Proposed disposition of Stuart Williams' comments on Metadata in URI 31

At its June 2006 F2F meeting in Amherst, MA, the TAG voted "to accept 
http://www.w3.org/2001/tag/doc/metaDataInURI-31-20060609 contingent on 
Noah finishing his TODO list to the satisfaction of Ed." [1]  Before I 
could wrap up the finding, I received two sets of additional comments, and 
I informed the TAG that I would delay publication until I had reviewed and 
suggested dispositions for that new input.  In August, I summarized my 
proposed responses to the comments received from Bjoern Hoehrmann [2]. The 
purpose of the this note is to describe the proposed dispositions for the 
comments received from Stuart Williams [3,4].

As in my responses to Bjoern, I'm trying to strike a balance.  On the one 
hand, I want to be responsive where there are important concerns.  On the 
other, we always have to pick a point here the TAG will say "publish", and 
further comments can be considered as input to possible revisions.  So, 
I've tried to respond to Stuart's comments with some detail and care, but 
given their late arrival I am setting the bar a little higher than I might 
normally in being open to significant redraft of the findings.  I hope the 
following strikes a reasonable balance.

The following quotes are from Stuart's comments (the notes in [4]) 
followed by my comments.  In a moment I will send another note announcing 
the posting of a new draft of the finding.  Any changes proposed below are 
in that draft (which in fact is already on the Web at the usual URIs.) 

Stuart's comment:

> The concept of authority wrt to URI is one 
> which some have pushed back against. They have argued that the 
> URI scheme itself is what states
> what a given URI identifies. Generally this is presented as an 
> operationalised notion of what it means to ‘identify’ a 
> resource. This view would likely also argue
> that RFC2616 ‘creates’ all possible HTTP URIs.

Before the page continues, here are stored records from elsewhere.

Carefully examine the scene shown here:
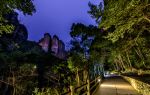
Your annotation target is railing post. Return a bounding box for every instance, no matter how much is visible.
[87,78,90,95]
[70,85,74,95]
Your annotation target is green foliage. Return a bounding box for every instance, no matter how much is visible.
[89,0,150,70]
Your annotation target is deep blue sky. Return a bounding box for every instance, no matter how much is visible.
[19,0,102,44]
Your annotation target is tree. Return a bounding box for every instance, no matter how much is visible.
[89,0,150,70]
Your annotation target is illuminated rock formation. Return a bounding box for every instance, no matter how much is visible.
[39,33,66,59]
[39,33,51,52]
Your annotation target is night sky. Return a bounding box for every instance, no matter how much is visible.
[19,0,101,47]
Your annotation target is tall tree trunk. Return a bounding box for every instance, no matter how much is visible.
[126,51,132,71]
[76,68,80,87]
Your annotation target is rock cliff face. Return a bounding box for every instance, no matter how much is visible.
[0,12,28,51]
[39,33,51,52]
[39,33,66,59]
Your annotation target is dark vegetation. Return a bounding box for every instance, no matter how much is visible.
[0,0,150,95]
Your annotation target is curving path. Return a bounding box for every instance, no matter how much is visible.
[94,76,141,95]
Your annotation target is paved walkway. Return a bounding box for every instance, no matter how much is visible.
[94,76,141,95]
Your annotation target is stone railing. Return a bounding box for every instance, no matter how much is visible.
[122,76,150,95]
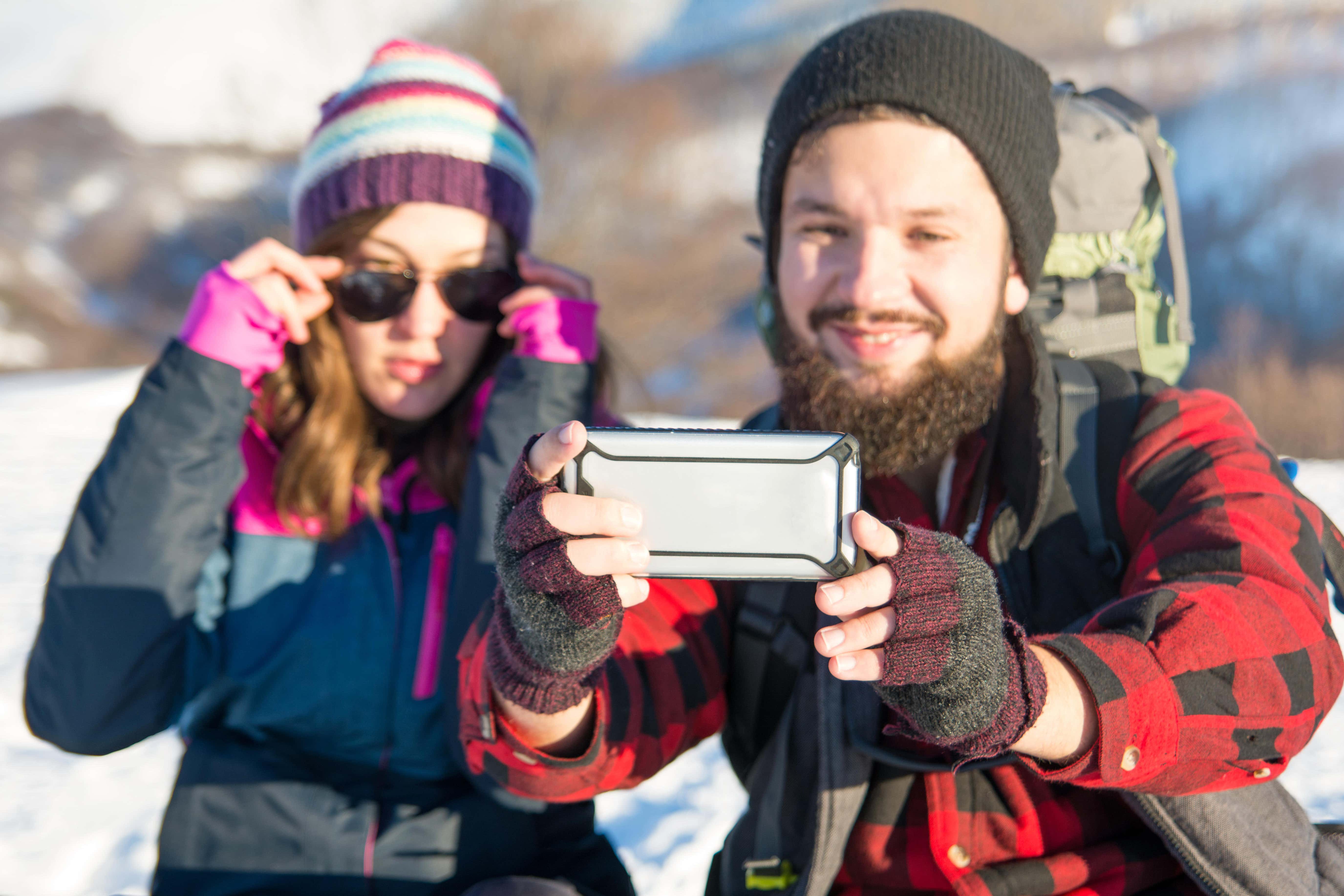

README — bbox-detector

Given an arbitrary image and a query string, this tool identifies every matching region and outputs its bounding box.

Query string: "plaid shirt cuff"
[1022,634,1180,790]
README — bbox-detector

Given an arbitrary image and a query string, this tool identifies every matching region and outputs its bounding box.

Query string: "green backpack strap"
[1085,87,1195,342]
[1052,356,1141,578]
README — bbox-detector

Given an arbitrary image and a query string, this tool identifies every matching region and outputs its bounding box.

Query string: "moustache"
[808,305,948,339]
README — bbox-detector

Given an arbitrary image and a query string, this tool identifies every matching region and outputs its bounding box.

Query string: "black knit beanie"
[757,9,1059,286]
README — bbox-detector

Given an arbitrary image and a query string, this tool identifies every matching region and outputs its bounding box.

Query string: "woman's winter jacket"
[24,269,630,896]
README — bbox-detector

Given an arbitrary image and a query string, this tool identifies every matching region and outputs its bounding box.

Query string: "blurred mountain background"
[0,0,1344,457]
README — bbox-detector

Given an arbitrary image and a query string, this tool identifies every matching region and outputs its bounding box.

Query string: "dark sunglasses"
[328,267,523,324]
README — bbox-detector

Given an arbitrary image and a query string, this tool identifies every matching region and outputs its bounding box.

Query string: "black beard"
[776,310,1007,476]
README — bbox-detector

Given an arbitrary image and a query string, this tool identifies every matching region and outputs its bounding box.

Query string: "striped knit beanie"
[289,40,538,251]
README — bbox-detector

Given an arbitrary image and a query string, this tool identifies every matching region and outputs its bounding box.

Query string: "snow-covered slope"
[8,369,1344,896]
[0,0,679,150]
[0,369,746,896]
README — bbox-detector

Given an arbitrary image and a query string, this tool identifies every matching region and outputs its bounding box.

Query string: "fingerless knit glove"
[875,521,1046,760]
[487,437,624,713]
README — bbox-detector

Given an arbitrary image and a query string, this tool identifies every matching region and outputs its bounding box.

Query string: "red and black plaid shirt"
[458,388,1344,896]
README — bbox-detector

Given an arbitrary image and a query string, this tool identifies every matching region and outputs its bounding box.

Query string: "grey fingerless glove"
[487,437,624,713]
[875,521,1046,759]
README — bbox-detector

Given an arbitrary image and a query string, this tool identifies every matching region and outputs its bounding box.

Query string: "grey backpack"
[1027,83,1195,384]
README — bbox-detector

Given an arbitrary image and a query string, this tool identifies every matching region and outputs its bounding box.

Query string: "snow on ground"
[8,369,1344,896]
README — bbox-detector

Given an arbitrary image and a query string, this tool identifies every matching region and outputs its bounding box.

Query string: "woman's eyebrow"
[360,236,410,258]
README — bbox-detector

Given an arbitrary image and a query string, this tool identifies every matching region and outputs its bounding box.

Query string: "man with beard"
[458,12,1344,896]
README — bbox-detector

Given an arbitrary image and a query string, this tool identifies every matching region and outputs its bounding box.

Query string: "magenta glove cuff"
[512,297,598,364]
[177,263,289,388]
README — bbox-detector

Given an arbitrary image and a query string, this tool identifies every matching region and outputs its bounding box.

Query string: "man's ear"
[1004,253,1031,314]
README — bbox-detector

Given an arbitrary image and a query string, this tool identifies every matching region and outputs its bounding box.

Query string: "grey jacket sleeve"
[24,340,253,755]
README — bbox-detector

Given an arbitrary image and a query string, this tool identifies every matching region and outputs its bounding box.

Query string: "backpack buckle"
[742,856,798,889]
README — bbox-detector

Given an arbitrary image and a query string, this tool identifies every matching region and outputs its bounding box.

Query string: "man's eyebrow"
[906,205,961,218]
[789,196,962,219]
[789,196,844,218]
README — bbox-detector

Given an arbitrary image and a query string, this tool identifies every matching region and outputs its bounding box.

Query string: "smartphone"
[562,428,863,580]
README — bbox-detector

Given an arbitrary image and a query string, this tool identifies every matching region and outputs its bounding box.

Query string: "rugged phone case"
[562,428,863,580]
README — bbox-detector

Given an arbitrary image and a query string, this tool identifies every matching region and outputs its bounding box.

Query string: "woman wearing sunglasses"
[26,42,632,896]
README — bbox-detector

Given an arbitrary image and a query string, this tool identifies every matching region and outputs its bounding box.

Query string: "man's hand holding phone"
[488,422,649,754]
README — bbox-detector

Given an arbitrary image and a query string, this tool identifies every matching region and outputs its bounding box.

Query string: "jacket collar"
[994,314,1059,549]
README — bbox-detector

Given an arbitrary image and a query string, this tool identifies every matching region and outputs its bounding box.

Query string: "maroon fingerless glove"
[875,521,1046,760]
[487,437,624,713]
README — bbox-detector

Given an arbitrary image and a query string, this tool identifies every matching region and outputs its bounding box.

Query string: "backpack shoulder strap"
[1052,356,1141,578]
[723,582,813,783]
[1085,87,1195,342]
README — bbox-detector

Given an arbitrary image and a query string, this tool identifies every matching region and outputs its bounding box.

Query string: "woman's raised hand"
[499,253,593,340]
[224,236,344,342]
[527,420,649,607]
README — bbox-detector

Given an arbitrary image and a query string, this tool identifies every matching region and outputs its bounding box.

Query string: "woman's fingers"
[812,607,896,657]
[247,270,308,344]
[497,286,556,339]
[611,575,649,607]
[565,539,649,575]
[527,420,587,482]
[816,563,896,619]
[849,511,900,560]
[517,253,593,301]
[226,239,336,342]
[827,650,882,681]
[542,492,644,535]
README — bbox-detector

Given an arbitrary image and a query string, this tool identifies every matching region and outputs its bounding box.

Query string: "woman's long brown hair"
[253,205,512,539]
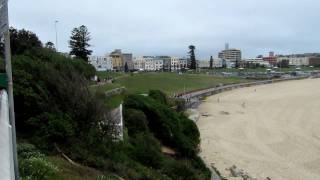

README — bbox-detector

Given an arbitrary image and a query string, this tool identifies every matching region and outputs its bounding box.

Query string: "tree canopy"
[189,45,197,69]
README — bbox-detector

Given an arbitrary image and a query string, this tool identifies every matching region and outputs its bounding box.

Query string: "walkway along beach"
[197,79,320,180]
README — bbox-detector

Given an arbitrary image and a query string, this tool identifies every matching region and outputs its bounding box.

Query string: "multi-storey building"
[170,57,180,71]
[218,45,241,67]
[277,55,320,66]
[179,58,188,69]
[88,56,113,71]
[122,53,133,70]
[242,58,270,67]
[133,57,146,71]
[110,49,124,71]
[198,61,210,68]
[154,58,163,71]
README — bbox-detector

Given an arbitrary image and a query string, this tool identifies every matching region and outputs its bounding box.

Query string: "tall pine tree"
[189,45,197,69]
[69,25,92,61]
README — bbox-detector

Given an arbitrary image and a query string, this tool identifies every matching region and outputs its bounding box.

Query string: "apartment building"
[242,58,270,67]
[170,57,180,71]
[88,56,113,71]
[109,49,134,71]
[218,45,241,67]
[179,58,188,69]
[277,55,320,66]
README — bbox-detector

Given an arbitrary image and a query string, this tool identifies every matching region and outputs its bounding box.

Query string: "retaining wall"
[178,76,309,109]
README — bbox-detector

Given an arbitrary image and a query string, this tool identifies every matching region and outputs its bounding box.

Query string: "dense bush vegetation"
[11,29,210,179]
[124,91,210,179]
[18,143,58,180]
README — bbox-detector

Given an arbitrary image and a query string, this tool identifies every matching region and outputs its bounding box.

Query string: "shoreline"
[197,79,320,179]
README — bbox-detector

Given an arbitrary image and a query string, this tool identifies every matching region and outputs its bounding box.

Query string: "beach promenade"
[197,79,320,180]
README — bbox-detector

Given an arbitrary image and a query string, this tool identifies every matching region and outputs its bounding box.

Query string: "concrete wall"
[0,90,14,180]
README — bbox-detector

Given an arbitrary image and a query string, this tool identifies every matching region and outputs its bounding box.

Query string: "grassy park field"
[96,72,248,95]
[91,72,248,108]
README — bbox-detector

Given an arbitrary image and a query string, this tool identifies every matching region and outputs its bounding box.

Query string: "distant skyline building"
[109,49,134,71]
[218,43,242,67]
[88,55,113,71]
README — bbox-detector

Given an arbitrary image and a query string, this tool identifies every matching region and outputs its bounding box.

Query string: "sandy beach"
[197,79,320,180]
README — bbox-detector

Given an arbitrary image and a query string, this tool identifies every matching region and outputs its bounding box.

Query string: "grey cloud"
[9,0,320,58]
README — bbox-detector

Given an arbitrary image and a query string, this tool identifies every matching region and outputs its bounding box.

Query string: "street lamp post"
[54,20,59,52]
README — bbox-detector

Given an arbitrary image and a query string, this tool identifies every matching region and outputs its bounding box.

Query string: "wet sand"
[197,79,320,180]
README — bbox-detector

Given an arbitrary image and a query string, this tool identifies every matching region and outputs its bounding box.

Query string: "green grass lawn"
[97,71,127,79]
[49,156,118,180]
[200,66,320,73]
[114,72,248,95]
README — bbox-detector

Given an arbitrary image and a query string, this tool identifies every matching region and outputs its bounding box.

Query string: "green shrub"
[19,157,58,180]
[149,90,168,105]
[18,143,58,180]
[124,95,200,157]
[130,133,163,168]
[123,109,148,136]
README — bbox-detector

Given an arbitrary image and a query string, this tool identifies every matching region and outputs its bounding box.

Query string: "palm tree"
[189,45,197,69]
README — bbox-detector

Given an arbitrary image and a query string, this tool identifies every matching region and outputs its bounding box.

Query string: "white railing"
[0,90,15,180]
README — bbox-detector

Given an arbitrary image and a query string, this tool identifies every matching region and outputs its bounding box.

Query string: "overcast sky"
[9,0,320,59]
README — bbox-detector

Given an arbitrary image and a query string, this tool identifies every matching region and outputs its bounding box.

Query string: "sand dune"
[197,79,320,180]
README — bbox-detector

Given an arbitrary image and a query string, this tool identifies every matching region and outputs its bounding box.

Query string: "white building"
[170,57,180,71]
[133,57,146,71]
[212,58,223,68]
[277,57,310,66]
[179,58,188,69]
[242,58,271,67]
[154,58,163,71]
[198,61,210,68]
[88,55,113,71]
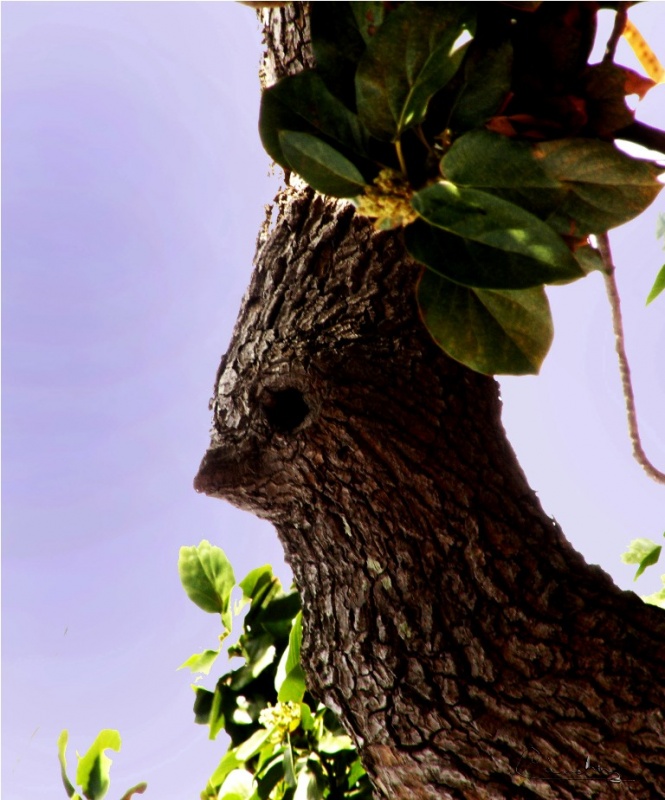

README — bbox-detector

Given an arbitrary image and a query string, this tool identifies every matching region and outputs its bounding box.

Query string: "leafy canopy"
[259,2,665,374]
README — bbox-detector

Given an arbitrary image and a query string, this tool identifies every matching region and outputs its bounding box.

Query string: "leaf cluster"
[58,728,147,800]
[179,541,372,800]
[259,2,661,374]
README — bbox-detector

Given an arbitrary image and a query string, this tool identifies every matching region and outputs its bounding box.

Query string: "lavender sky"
[2,2,665,800]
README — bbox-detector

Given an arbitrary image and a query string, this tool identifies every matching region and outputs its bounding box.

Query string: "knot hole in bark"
[261,386,311,433]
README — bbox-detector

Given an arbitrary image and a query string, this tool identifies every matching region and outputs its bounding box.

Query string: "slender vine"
[597,233,665,484]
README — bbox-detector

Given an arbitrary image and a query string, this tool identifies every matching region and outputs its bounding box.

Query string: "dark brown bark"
[196,7,665,800]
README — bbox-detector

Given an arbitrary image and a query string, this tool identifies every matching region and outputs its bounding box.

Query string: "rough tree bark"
[196,4,665,800]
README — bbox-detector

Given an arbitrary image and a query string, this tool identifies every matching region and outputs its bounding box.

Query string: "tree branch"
[598,233,665,483]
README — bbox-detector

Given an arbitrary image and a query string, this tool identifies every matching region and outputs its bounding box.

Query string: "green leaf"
[647,264,665,305]
[120,782,148,800]
[319,731,353,755]
[440,130,562,194]
[621,534,665,580]
[259,70,367,169]
[279,131,365,197]
[275,611,307,703]
[58,730,76,797]
[178,539,235,634]
[418,270,553,375]
[534,139,662,236]
[404,219,580,289]
[217,769,254,800]
[284,734,296,786]
[448,41,513,131]
[238,564,276,605]
[411,181,584,286]
[350,0,388,44]
[309,3,366,109]
[178,650,220,675]
[356,3,475,141]
[76,728,121,800]
[642,575,665,608]
[293,769,323,800]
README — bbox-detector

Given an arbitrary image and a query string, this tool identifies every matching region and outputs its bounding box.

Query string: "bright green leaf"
[356,3,475,141]
[642,575,665,609]
[279,131,365,197]
[284,735,296,786]
[411,181,584,286]
[277,664,307,703]
[418,270,553,375]
[319,731,353,755]
[178,539,235,633]
[275,611,306,703]
[120,782,148,800]
[178,650,220,675]
[58,730,76,797]
[647,264,665,305]
[217,769,254,800]
[76,728,121,800]
[235,728,270,762]
[300,703,314,731]
[621,534,665,580]
[293,769,323,800]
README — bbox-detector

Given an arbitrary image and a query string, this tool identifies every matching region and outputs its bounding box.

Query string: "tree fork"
[195,4,665,800]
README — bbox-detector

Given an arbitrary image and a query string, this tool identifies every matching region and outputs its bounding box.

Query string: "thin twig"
[597,233,665,484]
[395,139,407,178]
[603,3,628,64]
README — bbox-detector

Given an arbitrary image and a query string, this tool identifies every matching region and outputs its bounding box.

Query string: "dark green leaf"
[259,70,367,169]
[194,686,214,725]
[418,270,553,375]
[647,264,665,305]
[279,131,365,197]
[76,728,121,800]
[448,41,513,131]
[404,220,580,289]
[356,3,475,141]
[534,139,662,236]
[178,539,235,633]
[440,130,562,196]
[411,181,584,283]
[348,0,388,43]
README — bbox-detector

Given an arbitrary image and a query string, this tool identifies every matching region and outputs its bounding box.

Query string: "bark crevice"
[196,4,665,800]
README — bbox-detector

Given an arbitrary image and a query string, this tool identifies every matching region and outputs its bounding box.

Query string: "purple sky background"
[2,2,665,800]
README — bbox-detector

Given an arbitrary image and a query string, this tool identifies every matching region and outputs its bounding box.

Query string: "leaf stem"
[603,3,628,64]
[597,233,665,484]
[395,139,408,178]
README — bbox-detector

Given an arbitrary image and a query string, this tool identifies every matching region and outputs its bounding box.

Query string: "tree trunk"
[196,4,665,800]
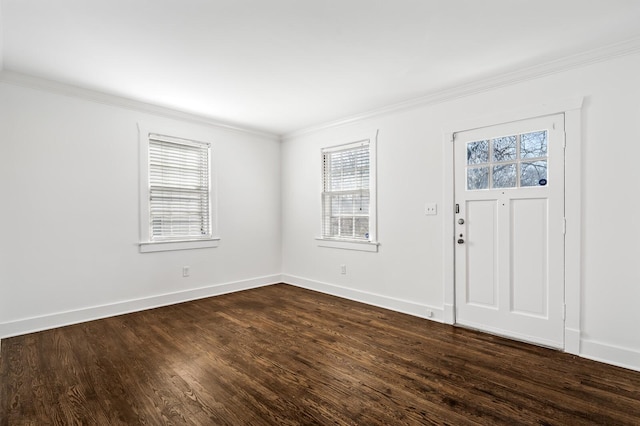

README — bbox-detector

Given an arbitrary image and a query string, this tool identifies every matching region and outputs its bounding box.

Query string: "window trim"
[315,130,380,252]
[138,123,220,253]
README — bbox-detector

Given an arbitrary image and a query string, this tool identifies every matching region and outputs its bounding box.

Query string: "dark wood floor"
[0,285,640,425]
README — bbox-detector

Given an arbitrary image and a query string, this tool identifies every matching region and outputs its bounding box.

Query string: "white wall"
[0,84,281,337]
[282,54,640,370]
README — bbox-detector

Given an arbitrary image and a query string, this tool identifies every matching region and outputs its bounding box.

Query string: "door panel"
[454,115,564,348]
[510,199,549,318]
[463,200,498,309]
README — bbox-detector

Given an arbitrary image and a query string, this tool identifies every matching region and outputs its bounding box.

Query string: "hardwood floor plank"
[0,285,640,425]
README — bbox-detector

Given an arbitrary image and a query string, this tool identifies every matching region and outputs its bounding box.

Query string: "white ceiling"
[0,0,640,134]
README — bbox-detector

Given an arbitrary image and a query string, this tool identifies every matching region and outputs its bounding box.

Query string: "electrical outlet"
[424,203,438,216]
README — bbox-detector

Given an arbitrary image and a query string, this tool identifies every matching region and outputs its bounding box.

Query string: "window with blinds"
[149,134,212,241]
[322,140,371,241]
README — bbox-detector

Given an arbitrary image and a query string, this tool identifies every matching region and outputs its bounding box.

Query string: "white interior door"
[454,114,565,348]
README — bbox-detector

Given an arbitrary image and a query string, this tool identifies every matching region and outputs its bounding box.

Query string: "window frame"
[316,131,380,252]
[138,123,220,253]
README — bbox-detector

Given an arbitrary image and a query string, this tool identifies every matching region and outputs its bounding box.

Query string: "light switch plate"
[424,203,438,216]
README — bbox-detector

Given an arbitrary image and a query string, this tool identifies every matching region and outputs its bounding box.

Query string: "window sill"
[139,238,220,253]
[316,238,380,253]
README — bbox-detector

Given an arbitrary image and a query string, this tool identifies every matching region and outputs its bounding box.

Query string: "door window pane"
[520,160,547,186]
[467,141,489,164]
[467,167,489,190]
[520,130,547,158]
[491,135,517,161]
[492,164,516,188]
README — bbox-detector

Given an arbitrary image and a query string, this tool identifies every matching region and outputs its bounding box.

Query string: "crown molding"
[0,69,280,141]
[282,37,640,141]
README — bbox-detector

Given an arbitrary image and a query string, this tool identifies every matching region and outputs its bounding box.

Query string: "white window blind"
[149,134,211,241]
[322,140,371,241]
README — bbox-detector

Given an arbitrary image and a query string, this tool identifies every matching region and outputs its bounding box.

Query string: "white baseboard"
[282,274,444,322]
[0,274,282,339]
[580,339,640,371]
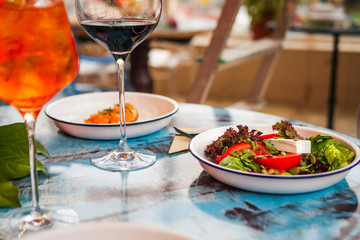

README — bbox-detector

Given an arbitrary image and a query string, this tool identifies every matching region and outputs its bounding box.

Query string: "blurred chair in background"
[186,0,298,108]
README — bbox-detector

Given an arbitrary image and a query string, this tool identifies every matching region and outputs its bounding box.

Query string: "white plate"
[45,92,179,140]
[24,222,195,240]
[189,123,360,194]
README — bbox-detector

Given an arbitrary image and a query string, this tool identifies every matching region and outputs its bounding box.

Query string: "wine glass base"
[0,206,79,239]
[91,149,156,171]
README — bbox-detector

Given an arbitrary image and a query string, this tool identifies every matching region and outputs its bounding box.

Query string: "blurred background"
[66,0,360,136]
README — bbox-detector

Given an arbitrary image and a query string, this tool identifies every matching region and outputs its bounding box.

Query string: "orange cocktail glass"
[0,0,79,239]
[0,0,79,115]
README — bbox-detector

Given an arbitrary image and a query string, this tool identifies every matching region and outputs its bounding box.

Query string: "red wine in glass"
[80,18,157,58]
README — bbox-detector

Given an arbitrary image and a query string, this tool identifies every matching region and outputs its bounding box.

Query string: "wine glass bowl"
[0,0,79,239]
[75,0,162,171]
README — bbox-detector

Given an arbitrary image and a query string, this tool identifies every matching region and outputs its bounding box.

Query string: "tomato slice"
[260,133,279,140]
[253,142,272,156]
[224,142,252,157]
[253,153,302,171]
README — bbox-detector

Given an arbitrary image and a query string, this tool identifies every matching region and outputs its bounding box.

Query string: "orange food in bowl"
[84,103,139,124]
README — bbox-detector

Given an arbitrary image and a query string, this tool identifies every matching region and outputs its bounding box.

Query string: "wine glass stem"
[116,58,133,153]
[24,113,40,214]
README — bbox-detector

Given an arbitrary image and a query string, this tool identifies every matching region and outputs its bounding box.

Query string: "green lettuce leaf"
[219,155,261,172]
[0,123,49,180]
[310,134,355,170]
[0,179,21,207]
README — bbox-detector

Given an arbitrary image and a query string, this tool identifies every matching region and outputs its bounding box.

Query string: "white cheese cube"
[268,138,311,153]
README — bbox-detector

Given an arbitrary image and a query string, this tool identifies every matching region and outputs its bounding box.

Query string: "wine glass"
[0,0,79,238]
[75,0,162,171]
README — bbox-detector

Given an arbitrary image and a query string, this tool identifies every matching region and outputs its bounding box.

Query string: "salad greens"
[310,134,355,170]
[204,121,355,175]
[0,123,49,207]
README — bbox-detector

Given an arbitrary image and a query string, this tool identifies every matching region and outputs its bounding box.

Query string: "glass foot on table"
[91,149,156,171]
[0,206,79,239]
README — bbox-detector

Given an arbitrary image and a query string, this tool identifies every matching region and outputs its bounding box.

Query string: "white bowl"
[45,92,179,140]
[24,222,195,240]
[189,123,360,194]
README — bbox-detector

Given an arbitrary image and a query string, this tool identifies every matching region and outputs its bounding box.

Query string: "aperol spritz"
[0,0,79,239]
[0,0,79,115]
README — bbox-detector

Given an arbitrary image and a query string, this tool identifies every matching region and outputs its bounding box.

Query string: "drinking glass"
[0,0,79,238]
[75,0,162,171]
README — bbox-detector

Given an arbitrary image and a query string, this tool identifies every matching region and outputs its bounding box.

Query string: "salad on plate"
[204,121,355,175]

The term is used at least occasionally in the WWW Architecture document, 
and in some sense it's locally defined in the metaDataInURI-31 draft:

"The authority that creates a URI is responsible for assuring that it is 
associated with the intended resource, "

I don't recall any other TAG members raising this in earlier reviews.  If 
other members of the TAG think it's worth the effort to come up with a 
different approach, I'd be willing, but my vote is to leave this as is.  I 
do see your point, but I'm just not convinced there's a problem.

-------

Commenting on:

> "Many URI schemes offer a flexible structure that can also be used 
> to carry additional information, called metadata, about the resource."

Stuart's comment:

> Do you have an example of such a scheme.
> I can’t think of any!!!

Sure, the http scheme for example.  I can encode into URIs in that scheme 
creation dates, directory hierarchies, file types, and all sorts of 
things.  It doesn't provide a standard representation for any one of 
those, but that's not the point:  it's a schema that "can be used" to 
carry such information.  Indeed, the subject of the finding is when it 
should be used in that way, and when consumers of URIs should depend on it 
having been used that way.

-------

Commenting on:

> "The first question is focused on people and software acting in the 
> role of or on behalf of a URI assignment authority (authorities) for
> URI assignments within the scope of that authority. The other 
> questions are focused on people and software making use of URIs 
> assigned outside of their own authority (observers).

Stuart's comment:

> Whilst I’m conscious that this is either text that I wrote or 
> similar, it is again couched in terms of authority,  which I 
> know some rejects. That said I think that there may be a 
> crossing of layers here in that an operationalised view of what
> a  given URI identifies has nothing to say about what a 
> resource signifies.

As I said above, I'm OK with speaking of authorities.  On your 2nd point, 
I don't see the finding text speaking in those terms, but even if it did, 
I think there is a connection, insofar as the definition of a URI schema 
creates the (means by which an authority expresses an) association between 
any particular URI and a resource.  If the "operational" results aren't 
consistent with or reflective of that, then I would say the system is 
misconfigured. For example, if I have in hand an https URI, and I 
dereference it over a network that someone has misconfigured to ignore all 
the integrity guarantees implied for the association of an https URI with 
its resource, I may operationally get a result that is not really for the 
resource.  That's true, but it's because the system is not configured in a 
manner that reflects the requirements of the URI scheme that it's 
supporting.  When things work right, I think the operational results are 
reflective of the underlying resource, at least in whatever sense that the 
URI scheme establishes such an association.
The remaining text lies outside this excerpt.